For the Best Interest of the Child: A Quick Guide to Child Custody

Child CustodyChild custody is one of the common issues tackled during divorce and annulment. It is usually a complicated issue because of the emotional factors that surround the situation. In many cases, parties with a dispute on this matter fail to come to an agreement and bring the case to a family court.

Notable child custody lawyers give an overview on the topic. Learning more about child custody will help you understand the laws that govern it in major cities like Denver CO.

Child Custody Defined

Child custody is the practical and legal relationship between a parent and their child. In this setting, the parent who holds the custody, often called the “custodial parent,” is expected to care for and make decisions for the child. This includes decisions on health care, schooling, and religious upbringing.
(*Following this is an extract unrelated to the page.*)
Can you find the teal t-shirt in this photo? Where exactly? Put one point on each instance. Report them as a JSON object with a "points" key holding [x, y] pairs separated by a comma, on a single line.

Other than cases of divorce and annulment, the issue of custody may also arise in the case of legal actions involving children.

The Child’s ‘Best Interest’

Generally, the law states that a child born within a marriage has the right to both parents’ joint guardianship. Statutory provisions also state that each parent has equal rights to the custody of their child/children after their separation.

Decisions on residence and contact are made by the court with respect to the “best interest” of the child. Credible lawyers now used the term “parenting schedule” in place of custody and visitation. This is to get rid of the negative connotation involved in the difference between the parent who gets child custody and the non-custodial parent.

Sole and Joint Custodies

Sole custody means a parent or guardian has the child’s legal sole custody. In this case, the court commands one parent to be responsible for deciding for the child’s care and welfare. While both parties may discuss the matters, the designated parent has the final call when they don’t come to an agreement.

For the parents to be granted with joint custody, they need to agree to and submit a parenting plan to the court.